Increasing average bill AB test
We run a website that sells construction tools. The owner wants to add an option to buy an extended warranty for tools. This is a new paid add-on shown as an extra payment button on the checkout page.
We split users into two groups:
-
Control: users who do not see the new payment button
-
Treatment: users who see the new payment button
We will test hypothesis:
- There is no difference in an average bill between treatment and control groups.
- There is a difference in an average bill between treatment and control groups.
Data
We will use DGP from causalis
| user_id | y | d | platform_ios | country_usa | source_paid | age | cnt_trans | platform_Android | platform_iOS | invited_friend | |
|---|---|---|---|---|---|---|---|---|---|---|---|
| 0 | 00c01 | 62.015001 | 0.0 | 1.0 | 0.0 | 1.0 | 39 | 0 | 0 | 1 | 0 |
| 1 | 014d7 | 22.353186 | 1.0 | 0.0 | 0.0 | 1.0 | 46 | 4 | 0 | 1 | 0 |
| 2 | 01daa | 38.213100 | 0.0 | 1.0 | 1.0 | 0.0 | 36 | 1 | 1 | 0 | 0 |
| 3 | 012b9 | 77.927095 | 1.0 | 1.0 | 1.0 | 0.0 | 26 | 2 | 0 | 1 | 0 |
| 4 | 00e7b | 24.936085 | 1.0 | 0.0 | 1.0 | 0.0 | 35 | 3 | 0 | 1 | 0 |
CausalData(df=(10000, 6), treatment='d', outcome='y', confounders=['platform_ios', 'country_usa', 'source_paid'], user_id='user_id')
| treatment | count | mean | std | min | p10 | p25 | median | p75 | p90 | max | |
|---|---|---|---|---|---|---|---|---|---|---|---|
| 0 | 0.0 | 4955 | 45.271228 | 36.185063 | 0.338380 | 11.081530 | 20.326602 | 35.784254 | 60.063958 | 89.576241 | 431.357219 |
| 1 | 1.0 | 5045 | 50.328883 | 38.802710 | 0.448255 | 12.335521 | 22.792900 | 41.149396 | 67.409299 | 100.121519 | 401.883422 |

| treatment | n | outlier_count | outlier_rate | lower_bound | upper_bound | has_outliers | method | tail | |
|---|---|---|---|---|---|---|---|---|---|
| 0 | 0.0 | 4955 | 206 | 0.041574 | -39.279431 | 119.669992 | True | iqr | both |
| 1 | 1.0 | 5045 | 193 | 0.038256 | -44.131698 | 134.333897 | True | iqr | both |
Monitoring
Our system is randomly splitting users. Half of them must have new onboarding, other half has not. We should monitor the split with SRM test. Read more at https://causalis.causalcraft.com/articles/srm
SRMResult(status=no SRM, p_value=0.36812, chi2=0.8100)

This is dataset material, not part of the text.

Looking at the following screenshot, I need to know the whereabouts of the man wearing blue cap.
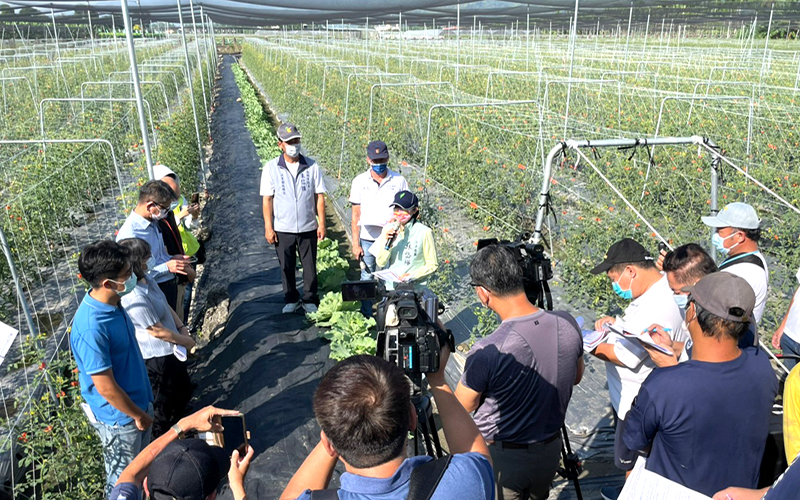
[350,141,408,317]
[703,202,769,324]
[261,123,326,314]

Check the confounders balance
Are groups equal in terms of confounders? We need to choose with domain and business sense confounders and check balance of them. The standard benchmark:
ks_pvalue< 0.05
| confounders | mean_d_0 | mean_d_1 | abs_diff | smd | ks_pvalue | |
|---|---|---|---|---|---|---|
| 0 | source_paid | 0.299092 | 0.313776 | 0.014684 | 0.031853 | 0.64592 |
| 1 | platform_ios | 0.494046 | 0.502874 | 0.008828 | 0.017654 | 0.98861 |
| 2 | country_usa | 0.586276 | 0.591873 | 0.005597 | 0.011374 | 1.00000 |
As we see system splitted users randomly
Estimation with Diff-in-Means
| value | |
|---|---|
| field | |
| estimand | ATE |
| model | DiffInMeans |
| value | 5.0577 (ci_abs: 3.6104, 6.5552) |
| value_relative | 11.1719 (ci_rel: 7.7490, 14.5948) |
| alpha | 0.0500 |
| p_value | 0.0000 |
| is_significant | True |
| n_treated | 5045 |
| n_control | 4955 |
| treatment_mean | 50.3289 |
| control_mean | 45.2712 |
| time | 2026-02-12 |
Executive summary
We observed a statistically significant increase in average order value from 45.2 to 50.3 dollars (+ 5.06). The 95% confidence interval for the absolute lift is [3.59, 6.51].
The decision is whether to roll out this change (scale it to all users).